En medio de uno de los territorios más complejos del país, donde la violencia y la incertidumbre marcan el día a día, una historia ha logrado abrirse paso por encima del miedo. No es la de un operativo ni la de una confrontación, sino la de Hela, una canina del Ejército Nacional que, tras sobrevivir a un ataque, caminó durante siete días para reencontrarse con su guía.
El hecho ocurrió en la región del Catatumbo, en Norte de Santander, una zona históricamente golpeada por la presencia de grupos armados ilegales y economías ilícitas. Allí, en desarrollo de operaciones militares, la unidad a la que pertenecía Hela fue atacada con un dron, una modalidad que evidencia la transformación de las amenazas en el conflicto.

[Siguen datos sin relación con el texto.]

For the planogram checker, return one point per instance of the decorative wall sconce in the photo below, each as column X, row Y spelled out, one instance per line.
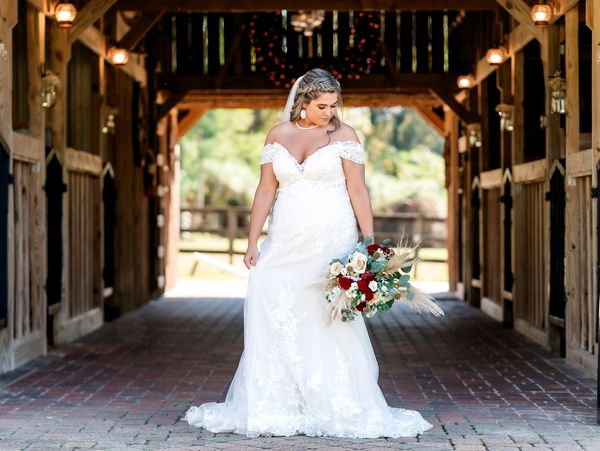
column 64, row 14
column 465, row 81
column 541, row 15
column 505, row 112
column 474, row 135
column 109, row 125
column 3, row 51
column 50, row 87
column 109, row 114
column 118, row 57
column 559, row 93
column 495, row 56
column 306, row 21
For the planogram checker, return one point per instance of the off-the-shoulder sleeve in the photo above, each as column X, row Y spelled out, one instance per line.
column 354, row 151
column 267, row 153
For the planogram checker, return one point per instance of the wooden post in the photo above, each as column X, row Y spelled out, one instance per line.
column 551, row 62
column 594, row 10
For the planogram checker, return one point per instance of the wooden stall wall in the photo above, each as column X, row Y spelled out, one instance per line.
column 23, row 331
column 531, row 232
column 583, row 97
column 134, row 283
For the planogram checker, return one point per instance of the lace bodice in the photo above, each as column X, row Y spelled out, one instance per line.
column 322, row 166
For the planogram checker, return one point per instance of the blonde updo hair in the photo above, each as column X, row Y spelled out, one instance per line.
column 314, row 83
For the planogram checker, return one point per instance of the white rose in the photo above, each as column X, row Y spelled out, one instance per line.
column 336, row 268
column 359, row 262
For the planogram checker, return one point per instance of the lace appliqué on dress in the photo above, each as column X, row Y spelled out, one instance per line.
column 268, row 153
column 353, row 151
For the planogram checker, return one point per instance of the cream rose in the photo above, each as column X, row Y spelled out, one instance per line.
column 359, row 263
column 336, row 268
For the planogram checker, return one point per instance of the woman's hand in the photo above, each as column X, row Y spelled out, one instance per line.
column 251, row 256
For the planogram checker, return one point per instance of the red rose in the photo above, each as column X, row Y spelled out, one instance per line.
column 363, row 285
column 372, row 248
column 344, row 282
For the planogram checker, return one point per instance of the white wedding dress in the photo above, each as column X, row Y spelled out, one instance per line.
column 298, row 373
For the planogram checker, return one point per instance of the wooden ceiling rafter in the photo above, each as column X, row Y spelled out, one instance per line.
column 234, row 50
column 431, row 117
column 174, row 97
column 138, row 30
column 194, row 114
column 405, row 83
column 277, row 5
column 90, row 13
column 521, row 12
column 468, row 117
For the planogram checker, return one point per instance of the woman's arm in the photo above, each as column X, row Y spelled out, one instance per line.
column 261, row 206
column 359, row 196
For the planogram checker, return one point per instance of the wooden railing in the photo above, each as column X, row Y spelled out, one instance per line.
column 232, row 223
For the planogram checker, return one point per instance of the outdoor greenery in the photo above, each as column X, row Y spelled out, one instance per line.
column 405, row 168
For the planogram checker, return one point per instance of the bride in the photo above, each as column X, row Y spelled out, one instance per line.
column 300, row 373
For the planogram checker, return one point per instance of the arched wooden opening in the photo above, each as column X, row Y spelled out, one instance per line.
column 54, row 188
column 4, row 184
column 556, row 197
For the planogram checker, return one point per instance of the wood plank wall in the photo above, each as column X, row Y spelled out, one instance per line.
column 492, row 230
column 84, row 242
column 581, row 277
column 531, row 304
column 29, row 297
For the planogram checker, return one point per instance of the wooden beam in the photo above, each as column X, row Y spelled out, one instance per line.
column 517, row 39
column 432, row 118
column 234, row 50
column 191, row 119
column 95, row 40
column 275, row 99
column 174, row 98
column 561, row 9
column 139, row 29
column 278, row 5
column 89, row 14
column 468, row 117
column 521, row 12
column 376, row 83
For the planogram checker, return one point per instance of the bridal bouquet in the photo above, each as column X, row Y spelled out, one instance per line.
column 370, row 279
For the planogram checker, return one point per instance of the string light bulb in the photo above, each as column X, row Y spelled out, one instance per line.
column 541, row 15
column 118, row 57
column 465, row 81
column 495, row 56
column 65, row 14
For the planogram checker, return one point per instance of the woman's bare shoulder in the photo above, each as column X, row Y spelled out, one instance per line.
column 278, row 132
column 346, row 133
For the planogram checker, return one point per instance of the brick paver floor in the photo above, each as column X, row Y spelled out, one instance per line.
column 128, row 384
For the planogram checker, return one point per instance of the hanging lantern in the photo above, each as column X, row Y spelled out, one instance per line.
column 50, row 87
column 505, row 112
column 541, row 15
column 495, row 56
column 65, row 14
column 559, row 94
column 118, row 57
column 465, row 81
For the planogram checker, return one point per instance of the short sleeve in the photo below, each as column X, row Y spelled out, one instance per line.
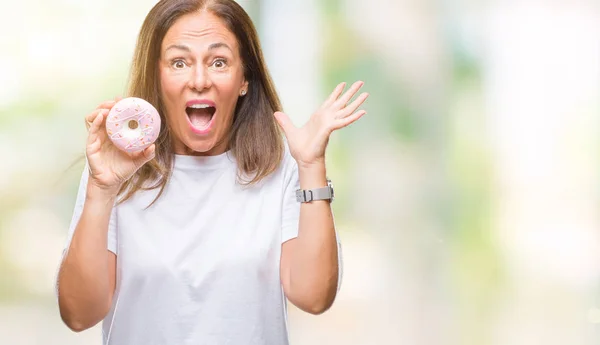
column 80, row 200
column 291, row 207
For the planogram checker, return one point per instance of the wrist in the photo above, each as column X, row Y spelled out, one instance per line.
column 100, row 193
column 312, row 175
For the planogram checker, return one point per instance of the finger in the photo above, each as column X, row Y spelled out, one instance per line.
column 144, row 156
column 95, row 129
column 335, row 94
column 346, row 97
column 284, row 122
column 107, row 104
column 91, row 116
column 350, row 119
column 351, row 108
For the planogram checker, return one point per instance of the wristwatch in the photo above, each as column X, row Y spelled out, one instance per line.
column 308, row 195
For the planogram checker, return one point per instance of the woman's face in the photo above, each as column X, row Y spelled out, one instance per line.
column 201, row 78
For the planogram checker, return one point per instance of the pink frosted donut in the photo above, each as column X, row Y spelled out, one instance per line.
column 132, row 124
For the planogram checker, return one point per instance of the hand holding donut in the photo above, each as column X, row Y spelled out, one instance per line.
column 120, row 141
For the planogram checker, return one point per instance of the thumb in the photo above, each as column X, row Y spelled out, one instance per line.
column 285, row 122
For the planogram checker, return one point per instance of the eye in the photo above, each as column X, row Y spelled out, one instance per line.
column 178, row 64
column 219, row 63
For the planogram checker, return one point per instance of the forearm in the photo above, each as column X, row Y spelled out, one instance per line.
column 84, row 294
column 314, row 264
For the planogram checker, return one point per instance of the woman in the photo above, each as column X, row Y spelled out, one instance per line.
column 205, row 232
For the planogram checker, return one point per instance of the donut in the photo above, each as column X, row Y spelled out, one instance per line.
column 132, row 124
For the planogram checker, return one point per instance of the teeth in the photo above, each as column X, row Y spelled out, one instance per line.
column 199, row 106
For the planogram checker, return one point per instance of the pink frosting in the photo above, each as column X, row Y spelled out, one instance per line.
column 147, row 124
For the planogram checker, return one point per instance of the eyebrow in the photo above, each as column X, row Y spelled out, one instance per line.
column 187, row 49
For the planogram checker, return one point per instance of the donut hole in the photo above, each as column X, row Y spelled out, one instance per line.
column 133, row 124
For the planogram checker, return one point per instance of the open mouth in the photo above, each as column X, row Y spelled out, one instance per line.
column 200, row 116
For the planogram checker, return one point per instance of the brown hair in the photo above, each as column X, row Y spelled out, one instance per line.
column 254, row 138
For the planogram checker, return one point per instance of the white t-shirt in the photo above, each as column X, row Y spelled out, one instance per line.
column 201, row 266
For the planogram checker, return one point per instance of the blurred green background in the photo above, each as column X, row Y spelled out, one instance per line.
column 467, row 198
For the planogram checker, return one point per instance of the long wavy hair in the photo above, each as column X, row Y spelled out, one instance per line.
column 254, row 139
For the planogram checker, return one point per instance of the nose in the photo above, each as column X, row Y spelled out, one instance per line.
column 200, row 79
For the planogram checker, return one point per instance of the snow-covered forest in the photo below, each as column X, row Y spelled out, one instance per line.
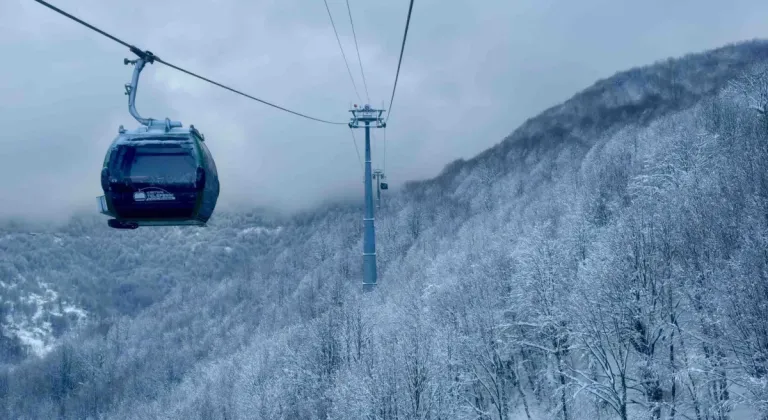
column 607, row 260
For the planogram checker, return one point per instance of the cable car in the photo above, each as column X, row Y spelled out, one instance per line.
column 160, row 174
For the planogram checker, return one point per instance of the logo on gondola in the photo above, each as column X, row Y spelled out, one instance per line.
column 153, row 194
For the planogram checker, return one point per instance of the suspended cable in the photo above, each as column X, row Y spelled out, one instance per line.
column 346, row 63
column 359, row 60
column 384, row 165
column 402, row 48
column 354, row 140
column 152, row 57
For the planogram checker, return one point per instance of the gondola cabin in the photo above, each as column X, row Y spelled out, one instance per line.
column 158, row 175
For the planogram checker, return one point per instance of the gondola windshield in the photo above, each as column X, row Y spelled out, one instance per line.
column 156, row 164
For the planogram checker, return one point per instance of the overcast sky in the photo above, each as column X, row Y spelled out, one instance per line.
column 473, row 70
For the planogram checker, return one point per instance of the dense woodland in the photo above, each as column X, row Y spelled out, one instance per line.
column 607, row 260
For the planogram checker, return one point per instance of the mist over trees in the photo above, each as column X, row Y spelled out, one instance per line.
column 608, row 260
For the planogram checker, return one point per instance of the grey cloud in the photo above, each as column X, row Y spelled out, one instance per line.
column 472, row 72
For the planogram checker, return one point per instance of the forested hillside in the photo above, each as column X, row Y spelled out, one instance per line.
column 607, row 260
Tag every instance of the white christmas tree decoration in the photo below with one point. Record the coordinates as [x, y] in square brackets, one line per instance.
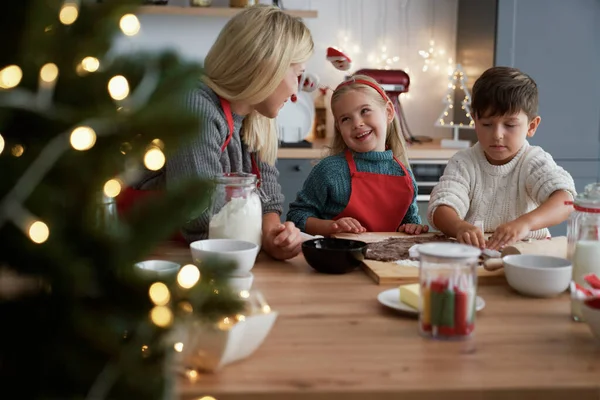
[446, 119]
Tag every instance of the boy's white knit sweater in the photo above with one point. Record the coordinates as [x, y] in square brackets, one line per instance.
[496, 194]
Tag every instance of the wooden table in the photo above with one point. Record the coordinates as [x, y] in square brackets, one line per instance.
[333, 340]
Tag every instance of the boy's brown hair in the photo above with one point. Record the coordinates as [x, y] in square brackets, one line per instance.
[504, 91]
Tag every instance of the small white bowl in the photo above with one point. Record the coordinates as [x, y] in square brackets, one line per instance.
[208, 348]
[241, 282]
[537, 275]
[153, 268]
[592, 317]
[242, 253]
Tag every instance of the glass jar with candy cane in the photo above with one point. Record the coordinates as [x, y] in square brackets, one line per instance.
[448, 290]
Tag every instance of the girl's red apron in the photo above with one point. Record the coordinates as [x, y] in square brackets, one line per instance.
[129, 196]
[379, 202]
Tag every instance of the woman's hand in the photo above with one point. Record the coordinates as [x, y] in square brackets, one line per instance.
[413, 229]
[281, 241]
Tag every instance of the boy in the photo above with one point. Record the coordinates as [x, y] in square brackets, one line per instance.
[517, 190]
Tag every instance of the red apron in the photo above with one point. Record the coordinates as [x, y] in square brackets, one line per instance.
[379, 202]
[129, 196]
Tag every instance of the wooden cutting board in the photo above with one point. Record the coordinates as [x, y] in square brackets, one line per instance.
[390, 273]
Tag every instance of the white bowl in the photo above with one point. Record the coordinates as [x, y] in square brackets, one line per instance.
[537, 275]
[241, 282]
[209, 348]
[592, 317]
[154, 268]
[242, 253]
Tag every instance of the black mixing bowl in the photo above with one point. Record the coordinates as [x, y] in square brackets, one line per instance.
[334, 256]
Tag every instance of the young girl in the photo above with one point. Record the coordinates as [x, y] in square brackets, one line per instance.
[364, 185]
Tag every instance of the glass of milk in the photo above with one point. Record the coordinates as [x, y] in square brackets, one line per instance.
[584, 239]
[236, 210]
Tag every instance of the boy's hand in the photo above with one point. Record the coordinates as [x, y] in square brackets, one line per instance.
[413, 229]
[470, 234]
[508, 233]
[346, 225]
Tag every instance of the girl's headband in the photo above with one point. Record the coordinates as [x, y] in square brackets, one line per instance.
[364, 82]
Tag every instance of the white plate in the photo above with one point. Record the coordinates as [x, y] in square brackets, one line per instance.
[391, 298]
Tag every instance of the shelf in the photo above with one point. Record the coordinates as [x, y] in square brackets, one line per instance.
[222, 12]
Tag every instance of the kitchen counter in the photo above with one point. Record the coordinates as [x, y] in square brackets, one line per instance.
[333, 340]
[431, 150]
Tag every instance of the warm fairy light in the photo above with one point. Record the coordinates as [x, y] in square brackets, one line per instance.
[49, 73]
[17, 150]
[159, 294]
[118, 87]
[10, 76]
[90, 64]
[161, 316]
[112, 188]
[130, 24]
[83, 138]
[68, 13]
[158, 143]
[226, 324]
[39, 232]
[188, 276]
[154, 159]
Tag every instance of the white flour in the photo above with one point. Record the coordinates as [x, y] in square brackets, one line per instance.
[240, 218]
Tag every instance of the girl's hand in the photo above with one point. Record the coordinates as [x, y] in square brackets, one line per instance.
[470, 234]
[413, 229]
[346, 225]
[507, 234]
[283, 241]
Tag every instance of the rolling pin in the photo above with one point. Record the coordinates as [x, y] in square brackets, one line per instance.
[556, 247]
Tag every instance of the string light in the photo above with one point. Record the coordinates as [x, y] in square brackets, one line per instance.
[68, 13]
[154, 159]
[10, 76]
[159, 294]
[49, 73]
[90, 64]
[161, 316]
[83, 138]
[188, 276]
[39, 232]
[112, 188]
[118, 87]
[17, 150]
[129, 24]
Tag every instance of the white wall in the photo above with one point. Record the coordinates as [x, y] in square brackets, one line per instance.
[403, 26]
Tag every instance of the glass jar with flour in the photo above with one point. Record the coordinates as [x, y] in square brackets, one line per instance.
[584, 239]
[236, 211]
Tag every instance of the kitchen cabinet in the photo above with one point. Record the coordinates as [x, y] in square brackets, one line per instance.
[556, 42]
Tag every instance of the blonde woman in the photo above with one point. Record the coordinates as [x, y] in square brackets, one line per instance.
[250, 72]
[365, 184]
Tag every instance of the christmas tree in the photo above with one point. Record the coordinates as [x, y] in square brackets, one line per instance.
[74, 119]
[448, 117]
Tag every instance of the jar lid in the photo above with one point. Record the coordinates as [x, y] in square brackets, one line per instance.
[236, 179]
[449, 250]
[590, 198]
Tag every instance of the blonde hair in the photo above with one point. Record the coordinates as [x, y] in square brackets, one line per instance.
[249, 60]
[394, 139]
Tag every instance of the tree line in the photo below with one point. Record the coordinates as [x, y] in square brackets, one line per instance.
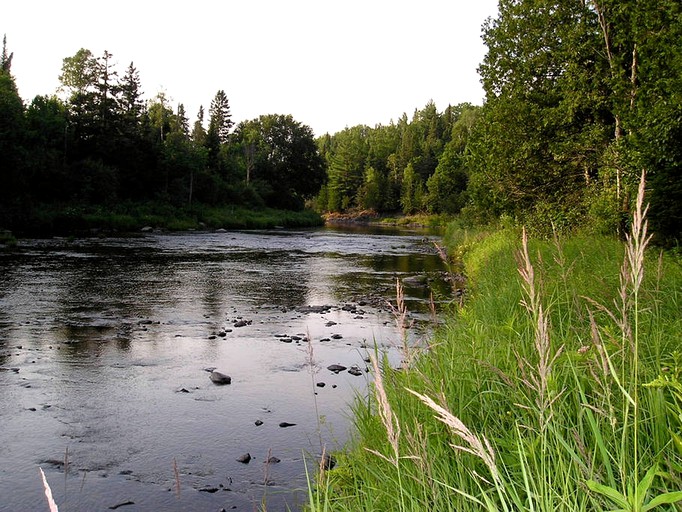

En medio del caos, la canina quedó separada de su guía, el soldado profesional Julián Naveros. Lo que siguió no fue un rescate inmediato ni una operación de búsqueda convencional. Fue, en cambio, un recorrido silencioso, marcado por la resistencia y el instinto.
Durante siete días, Hela avanzó sola por un terreno hostil. Sin alimento suficiente, expuesta a condiciones extremas y enfrentando los riesgos propios de una zona de conflicto, recorrió cerca de 28 kilómetros guiada únicamente por su entrenamiento y su capacidad de orientación. Cada paso fue, en esencia, una lucha por sobrevivir y regresar.
Finalmente, su travesía terminó en la base militar de Vetas Central, en el municipio de Tibú. Allí, contra todo pronóstico, logró reencontrarse con su guía y su unidad. El momento, que rápidamente se conoció a través de canales oficiales, se convirtió en un símbolo de lealtad y fortaleza.
Pero más allá de la emotividad del caso, la historia de Hela también pone en evidencia el papel estratégico que cumplen los binomios caninos dentro de las Fuerzas Militares. Estos animales no solo acompañan a los soldados; son una herramienta clave en la detección de amenazas, especialmente en contextos donde los artefactos explosivos y las estructuras ilegales representan un riesgo constante.
En el caso de Hela, su trabajo ha tenido un impacto directo en la lucha contra las economías ilícitas. Su participación en operativos permitió la ubicación de un laboratorio para el procesamiento de clorhidrato de cocaína en Norte de Santander, una infraestructura que tenía la capacidad de producir toneladas del alcaloide y que financiaba estructuras criminales en la región.
Este tipo de resultados reflejan una realidad compleja: mientras el país avanza en debates sobre seguridad y presencia institucional, en territorios como el Catatumbo la amenaza sigue siendo concreta y cotidiana. Allí, cada operación cuenta, y cada integrante de la fuerza pública —incluidos los caninos— cumple un rol determinante.
La historia de Hela, en ese contexto, trasciende lo anecdótico. Es también una muestra de las condiciones en las que operan las Fuerzas Militares y de los desafíos que enfrentan en terreno. Su recorrido no solo habla de lealtad, sino de resistencia en medio de una realidad adversa.
Hoy, su regreso no solo es celebrado como un reencuentro. Es, para muchos, un recordatorio de que incluso en los escenarios más difíciles, hay historias que reflejan disciplina, compromiso y una conexión que va más allá del deber.
En un país que aún busca respuestas frente a sus desafíos de seguridad, casos como el de Hela invitan a mirar con más atención el valor de quienes están en primera línea, incluso cuando caminan en cuatro patas.